Области, упомянутые ранее, необходимо настроить в приложении рабочей нагрузки в соответствии с разрешениями API .

Рассмотрим примеры сценариев, с которыми может столкнуться рабочая нагрузка.

Пример 1

Предположим, что backend системы управления нагрузкой имеет API уровня данных, который получает рабочие пространства пользователя и возвращает их клиенту.

  1. Фронтенд рабочей нагрузки запрашивает токен с помощью JavaScript API.

  2. Интерфейс рабочей нагрузки вызывает внутренний API рабочей нагрузки, чтобы получить рабочие области пользователя и присоединить маркер в запросе.

  3. Серверная часть рабочей нагрузки проверяет маркер и пытается обменять его на требуемую область (предположим https://analysis.windows.net/powerbi/api/Workspace.Read.All).

  4. Рабочая нагрузка не смогла обменять токен для указанного ресурса, так как пользователь не дал приложению согласия на доступ к этому ресурсу (см. коды ошибок AADSTS).

  5. Серверная часть системы управления нагрузкой передает ошибку пользовательскому интерфейсу, сообщив, что необходимо согласие для этого ресурса. Фронтенд нагрузки вызывает API JavaScript acquireAccessToken и предоставляет additionalScopesToConsent:

    workloadClient.auth.acquireAccessToken({additionalScopesToConsent: ["https://analysis.windows.net/powerbi/api/Workspace.Read.All"]})

    Кроме того, рабочая нагрузка может принять решение о предоставлении согласия для всех статических зависимостей, настроенных в приложении, поэтому он вызывает API JavaScript и предоставляет promptFullConsent:

    workloadClient.auth.acquireAccessToken({promptFullConsent: true}).

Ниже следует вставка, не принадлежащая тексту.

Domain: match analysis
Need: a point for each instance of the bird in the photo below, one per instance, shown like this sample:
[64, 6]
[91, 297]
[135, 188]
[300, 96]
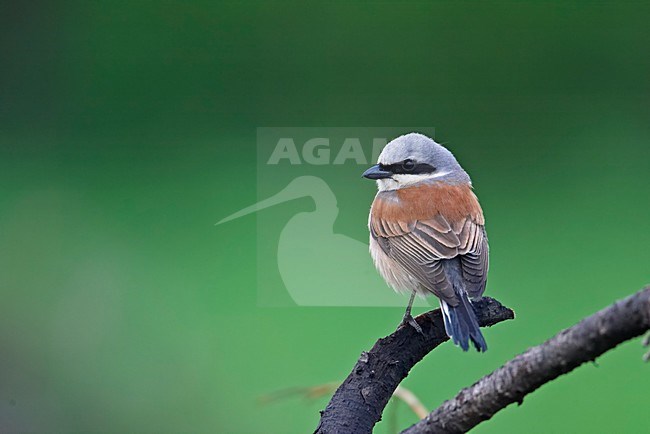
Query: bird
[427, 232]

Этот вызов запрашивает окно согласия независимо от того, предоставил ли пользователь согласие на некоторые зависимости. После этого интерфейс управления рабочей нагрузкой может повторить операцию.

Примечание.

Если обмен маркерами по-прежнему завершается ошибкой согласия, это означает, что пользователь не предоставил согласие. Рабочая нагрузка должна обрабатывать такие сценарии; Например, уведомите пользователя о том, что этот API требует согласия и не будет работать без него.

Пример 2

Предположим, что серверная часть рабочей нагрузки должна получить доступ к OneLake через API создания элементов (вызов из Fabric к рабочей нагрузке):

  1. Фронтенд рабочей нагрузки вызывает JavaScript API создания элемента.

  2. Серверная часть рабочей нагрузки получает вызов из Fabric, извлекает делегированный токен и проверяет его.

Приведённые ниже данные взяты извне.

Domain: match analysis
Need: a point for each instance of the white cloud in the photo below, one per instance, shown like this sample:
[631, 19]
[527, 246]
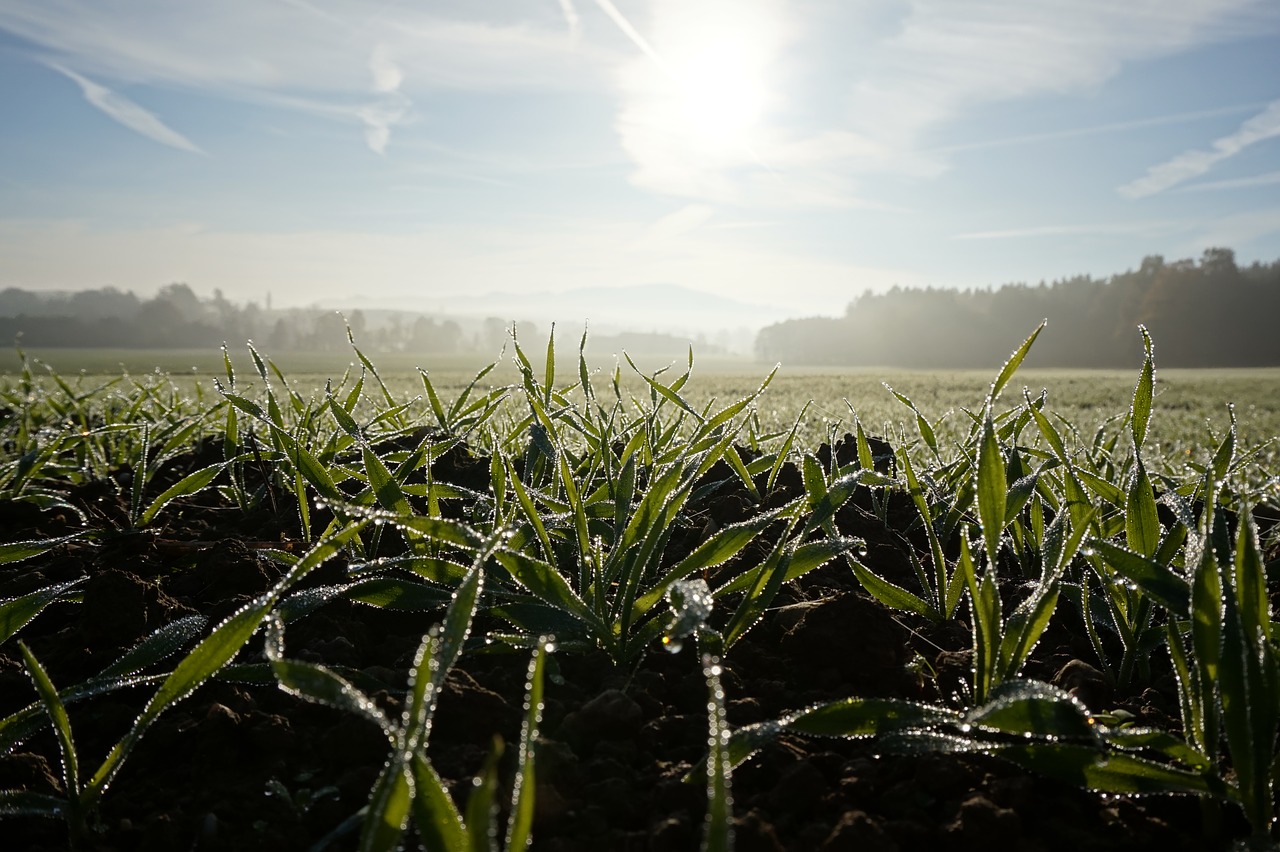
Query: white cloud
[951, 55]
[904, 71]
[1266, 179]
[127, 113]
[1238, 230]
[1136, 228]
[1192, 164]
[293, 54]
[571, 19]
[432, 268]
[387, 74]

  3. Рабочая нагрузка пытается обменять токен на https://storage.azure.com/user_impersonation, но это не удается, потому что администратор арендатора многофакторной аутентификации, настроенной пользователем, необходимой для доступа к хранилищу Azure (см. коды ошибок AADSTS).

  4. Нагрузка распространяет ошибку вместе с утверждениями, возвращаемыми в ошибке от Microsoft Entra ID к клиенту, используя механизм распространения ошибок, описанный в разделе Связь с рабочей нагрузкой.

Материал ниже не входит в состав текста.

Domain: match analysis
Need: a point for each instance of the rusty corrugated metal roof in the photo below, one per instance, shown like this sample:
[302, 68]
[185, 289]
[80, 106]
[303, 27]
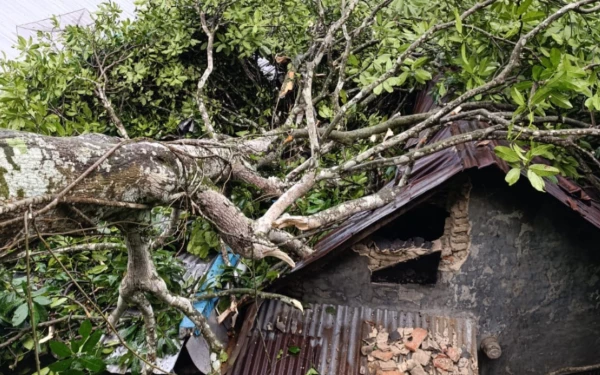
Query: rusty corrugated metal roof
[329, 337]
[433, 170]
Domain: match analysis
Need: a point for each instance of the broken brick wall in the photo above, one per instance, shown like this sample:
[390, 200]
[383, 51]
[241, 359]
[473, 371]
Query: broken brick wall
[532, 277]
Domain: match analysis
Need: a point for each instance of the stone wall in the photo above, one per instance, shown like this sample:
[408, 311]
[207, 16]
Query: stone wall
[532, 277]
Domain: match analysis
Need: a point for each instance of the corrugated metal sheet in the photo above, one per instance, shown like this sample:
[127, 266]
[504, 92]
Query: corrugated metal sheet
[329, 337]
[433, 170]
[25, 12]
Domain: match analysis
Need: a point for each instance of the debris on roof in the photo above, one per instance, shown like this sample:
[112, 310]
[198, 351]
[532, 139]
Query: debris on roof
[434, 170]
[415, 351]
[332, 339]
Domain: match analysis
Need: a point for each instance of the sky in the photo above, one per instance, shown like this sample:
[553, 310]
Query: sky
[25, 16]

  5. Интерфейс рабочей нагрузки вызывает API JavaScript acquireAccessToken и предоставляет утверждения как claimsForConditionalAccessPolicy, где claims ссылается на утверждения, распространяемые из серверной части рабочей нагрузки:

    workloadClient.auth.acquireAccessToken({claimsForConditionalAccessPolicy: claims})

После этого рабочая нагрузка может повторить операцию.

Обработка ошибок при запросе согласия

Иногда пользователь не может предоставить согласие из-за различных ошибок. После запроса согласия ответ возвращается на URI перенаправления. В нашем примере этот код отвечает за обработку ответа. (Его можно найти в файле index.ts.)

const redirectUriPath = '/close'; 
const url = new URL(window.location.href); 
if (url.pathname?.startsWith(redirectUriPath)) { 
    // Handle errors, Please refer to https://learn.microsoft.com/entra/identity-platform/reference-error-codes 
    if (url?.hash?.includes("error")) { 
        // Handle missing service principal error 
        if (url.hash.includes("AADSTS650052")) { 
            printFormattedAADErrorMessage(url?.hash); 
        // handle user declined the consent error 
        } else  if (url.hash.includes("AADSTS65004")) { 
            printFormattedAADErrorMessage(url?.hash); 
        } 
    } 
    // Always close the window  
    window.close(); 
}

Интерфейс рабочей нагрузки может извлечь код ошибки из URL-адреса и обрабатывать его соответствующим образом.

Примечание.

В обоих сценариях (ошибка и успех) рабочая нагрузка всегда должна немедленно закрыть окно без задержки.